Under the moonless sky they slithered, up a drainpipe and through a window and beneath billowing curtains, up through tangled sheets and against hairy shin, into a frayed pant leg and up around and coiled along the leather length of a worn belt.

The belt was scaled.  The lizard shuddered even as they took the keys into their mouth, and the man in the bed snorted and rolled over and pinned them to the mattress with his great heavy gut. 

In the short time since they’d lost their legs the lizard had become something of a master at wriggling, but this was truly a new height of challenge.  They squeezed and pulled and yanked and tugged and try as they might and writhe as they could they remained trapped, suffocating under two hundred pounds of mammalian flesh. 

“I pulled my insides outside,” the lizard thought.  “I waited while all of my legs were pulled off one at a time.  I have crawled on my belly to get here.  I will NOT lose now because of something as stupid as my body being stuck, and I will peel off my own skin if I need to.”
And so that’s just what they did.  Inch by inch, but not piece by piece, the lizard skinned themselves free of their captivity, pulling their body free from their own mouth and leaving nothing there but a dull and dusty one-piece full-formed husk as they slid away and down the bedpost. 

***

The keys were heavy, and the lizard’s new skin was soft and sore, and the night had already been long, but at last they found their way down again from the high master bedroom to the low jail, where they began to put keys to locks. 

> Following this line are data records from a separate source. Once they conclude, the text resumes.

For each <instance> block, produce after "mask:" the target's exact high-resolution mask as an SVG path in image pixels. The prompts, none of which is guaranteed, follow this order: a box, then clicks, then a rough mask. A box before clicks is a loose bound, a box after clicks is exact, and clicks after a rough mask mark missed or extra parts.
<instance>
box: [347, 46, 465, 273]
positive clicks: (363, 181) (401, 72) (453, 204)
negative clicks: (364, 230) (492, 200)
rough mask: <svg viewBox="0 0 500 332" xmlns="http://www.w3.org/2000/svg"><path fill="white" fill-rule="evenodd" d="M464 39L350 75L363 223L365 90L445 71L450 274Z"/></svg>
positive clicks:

Snikt went the key.  Thud went the lock on the floor.

“Aha!” said Sir Crocodile, awake again.  “You have returned!  That’s one lock!”

Snikt.  Thud.

“I cannot overstate your bravery my friend.  I haven’t seen hide nor scute of Sir Tortoise since I arrived, but from his plans for me, his belt, and his collection of handsome knives, I can’t think his fate was pleasant.  That’s two!”

Snikt.  Thud. 

“Three!  Three locks down!  Don’t make too much noise, you’re so good at being quiet!  I never was much good at that myself – my voice can carry for miles when I want to, and I confess that I’m oh dear behind you”

Snikt.  Grab. 

“Little SNEAK” hissed the master of the house in the lizard’s face.  It was the stranger, which wasn’t a surprise, and his breathe was rancid and his skin slimily glandular and porous in the most primitive and mammalian way.  His insult was fierce and whole-heartedly and blissfully unreflective in its hypocrisy, beautiful in the purity of its self-ignorance, and after all that the lizard had been and done and lost and suffered it was the last straw.  Its heart overflowed with bitter venom, and so did its mouth, and so did its teeth, which it sunk into the master’s hand. 

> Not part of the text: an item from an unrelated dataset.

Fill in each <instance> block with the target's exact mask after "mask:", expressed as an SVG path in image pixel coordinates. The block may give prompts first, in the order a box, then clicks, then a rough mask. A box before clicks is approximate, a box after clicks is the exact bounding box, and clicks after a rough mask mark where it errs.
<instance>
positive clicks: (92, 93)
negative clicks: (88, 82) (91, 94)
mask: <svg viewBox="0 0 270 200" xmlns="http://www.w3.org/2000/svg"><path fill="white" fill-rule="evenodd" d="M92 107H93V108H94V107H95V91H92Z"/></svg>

“Agh!” he said.  “Argh.  Eegh.  Urgh.  Urk urk urk urk.  Uh.”

Thud.

“So,” said Sir Crocodile at length.  “Mind getting the rest of the locks?”

***

The return trip was probably much shorter, but the lizard wasn’t entirely sure since they spent most of it wrapped around Sir Crocodile’s head, sleeping, awakening only when once more within the warm and cozy walls of home and someone impossibly loud was speaking right next to their head.  .

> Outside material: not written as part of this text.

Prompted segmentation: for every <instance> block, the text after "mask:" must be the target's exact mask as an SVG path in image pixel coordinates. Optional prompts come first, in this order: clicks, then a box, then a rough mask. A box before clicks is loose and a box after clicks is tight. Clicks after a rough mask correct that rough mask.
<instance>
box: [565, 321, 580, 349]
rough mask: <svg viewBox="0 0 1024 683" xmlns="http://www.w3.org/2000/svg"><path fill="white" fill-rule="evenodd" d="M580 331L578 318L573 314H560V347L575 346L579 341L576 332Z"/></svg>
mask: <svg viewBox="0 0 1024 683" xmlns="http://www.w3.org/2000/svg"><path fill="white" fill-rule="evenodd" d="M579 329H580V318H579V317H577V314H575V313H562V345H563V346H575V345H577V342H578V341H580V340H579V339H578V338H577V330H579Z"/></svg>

“…And then I walked back.  Ah, and this is our newest knight,” said Sir Crocodile.  “Too modest to say their name, but I daresay I’ve heard it spoken: they are a little snake.  So Sir Snake you shall be!”

“Hoorah!” shouted everyone, and Sir Snake flicked their tongue out, thought about explaining who they were, and gave up in favour of eating an entire roast ham. 

***

Sir Tortoise returned two weeks after that.  He’d realized that he’d forgotten his sword halfway to the river.